RIP WAC: Disintegrating league confirms 2012 football season will be its last

The WAC is not dead – not yet – but inevitably, WAC football is: After 50 years in business, interim commissioner Jeff Hurd confirmed Monday that the Western Athletic Conference will drop football after the upcoming season, officially pulling the plug after two years of steady attrition. With that, the WAC becomes the first Division I conference to call it quits in football since the Southwest Conference dissolved in 1995, and the first casualty of the most recent round of conference realignment.

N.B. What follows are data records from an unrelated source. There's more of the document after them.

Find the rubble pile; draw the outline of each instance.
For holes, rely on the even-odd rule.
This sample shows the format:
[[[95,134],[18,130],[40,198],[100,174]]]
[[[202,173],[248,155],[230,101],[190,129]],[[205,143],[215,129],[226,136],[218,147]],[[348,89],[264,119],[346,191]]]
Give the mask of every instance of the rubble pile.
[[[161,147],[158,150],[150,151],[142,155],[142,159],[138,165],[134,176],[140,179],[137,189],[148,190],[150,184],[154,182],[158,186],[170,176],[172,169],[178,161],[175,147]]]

Unlike the old SWC, which ceased to exist altogether, the WAC plans to continue as a non-football league, though there's some considerable doubt about its viability in other sports, too. As it stands, only three schools – current member New Mexico State and a pair of non-football-playing newcomers set to join the ranks next year, the University of Denver and Seattle University – are on board as full-fledged members for all sports. (There are also a small handful of "affiliate members" in niche sports like baseball, women's gymnastics and women's swimming and diving, which will not keep the lights on.) The University of Idaho announced last week that it plans to go independent in football and take its other sports to the Big Sky; former member Boise State, which was reportedly mulling the idea of moving its non-football teams back to the WAC, now appears bound for the Big West.

"I think that sometime in late July it became apparent that it was unlikely we could continue with football," Hurd told the Denver Post. "We looked at every option we could think of. With the geography we have in terms of schools, it presents a challenge. … If we can't get enough league members, we can't operate as a conference. We're going to do everything possible to avoid that. There aren't any obvious answers out there."

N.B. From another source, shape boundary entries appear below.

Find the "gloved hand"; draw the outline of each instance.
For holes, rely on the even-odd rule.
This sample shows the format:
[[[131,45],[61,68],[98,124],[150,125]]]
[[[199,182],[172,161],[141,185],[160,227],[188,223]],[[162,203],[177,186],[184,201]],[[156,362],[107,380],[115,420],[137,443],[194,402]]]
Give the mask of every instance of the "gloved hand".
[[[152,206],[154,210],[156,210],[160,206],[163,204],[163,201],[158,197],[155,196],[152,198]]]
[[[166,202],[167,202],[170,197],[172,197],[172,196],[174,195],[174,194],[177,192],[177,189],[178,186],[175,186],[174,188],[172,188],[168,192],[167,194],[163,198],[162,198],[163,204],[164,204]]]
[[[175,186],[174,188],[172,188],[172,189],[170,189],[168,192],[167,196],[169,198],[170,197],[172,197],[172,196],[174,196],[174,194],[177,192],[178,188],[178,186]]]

With apologies to Hurd, who agreed to take over a singing ship in March, the end was apparent long before late July. In fact, the writing was on the wall at least as early as June 2010, when football overlord Boise State – owner of eight conference championships in nine years in the league – enthusiastically jumped ship to the Mountain West. Three of the Broncos' old WAC-mates, Fresno State, Hawaii and Nevada, will be joining them in the MWC this fall, leaving just seven members for football: Holdovers Idaho, Louisiana Tech, New Mexico State, San Jose State and Utah State , and two newcomers, Texas-San Antonio and Texas State.

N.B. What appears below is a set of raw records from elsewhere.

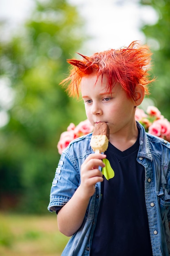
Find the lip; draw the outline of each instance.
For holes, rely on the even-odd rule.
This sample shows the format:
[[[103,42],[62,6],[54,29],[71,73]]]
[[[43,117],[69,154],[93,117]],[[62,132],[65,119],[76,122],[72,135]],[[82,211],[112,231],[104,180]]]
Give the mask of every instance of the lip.
[[[95,124],[99,124],[99,123],[107,123],[107,122],[105,122],[104,121],[99,121],[99,122],[95,122]]]

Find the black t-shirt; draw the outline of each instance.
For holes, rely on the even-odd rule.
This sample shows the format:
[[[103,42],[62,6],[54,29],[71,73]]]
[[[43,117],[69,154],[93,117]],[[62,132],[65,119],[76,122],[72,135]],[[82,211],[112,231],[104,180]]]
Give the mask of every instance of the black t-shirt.
[[[102,199],[90,256],[152,256],[144,195],[145,174],[136,161],[139,138],[122,152],[109,143]]]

Of those seven, five have already arranged for landing spots in other leagues in 2013: San Jose State and Utah State will be joining the exodus to the Mountain West; Louisiana Tech and Texas-San Antonio are bound for Conference USA; and Texas State is en route to the Sun Belt. With Idaho's reluctant commitment to independence, only New Mexico State has yet to set a course for its immediate future.

The WAC was formed in 1962 as a six-team league, with Arizona, Arizona State, BYU , New Mexico , Utah and Wyoming comprising the original membership. Colorado State and Texas-El Paso signed on by the end of the decade, and would both stay for more than 30 years. The high point of the league's existence, by far, was BYU's improbable national championship in 1984, one of nine top-20 finished by the Cougars under head coach LaVell Edwards. (BYU quarterback Ty Detmer won the conference's only Heisman Trophy in 1990; San Diego State running back Marshall Faulk was the runner-up in 1992.) During its brief stay, Boise State put together a pair of undefeated seasons in 2006 and 2009, punctuating both with wins in the Fiesta Bowl, and also delivered top-10 finishes in 2010 and 2011. The WAC's only other BCS appearance was by Hawaii in 2007, though the Warriors didn't fare nearly as wellin the Sugar Bowl.

The seeds of the conference's demise were sewn in its ill-fated decision to expand to 16 teams in the mid-nineties, an experiment that quickly divided the league between old members and new. The former faction – including BYU, Utah, Colorado State, Air Force and San Diego State – left en masse to form the Mountain West in 1999, leaving the WAC with a grab-bag of second-tier schools that had little history together and little reason to stay once the dominoes began to fall a decade later. Of the 26 schools that played football or will play football in the WAC over the course of its existence, 24 of them left or will leave voluntarily. And the two that didn't, Idaho and New Mexico State, were only left in the end because no one else would rescue them.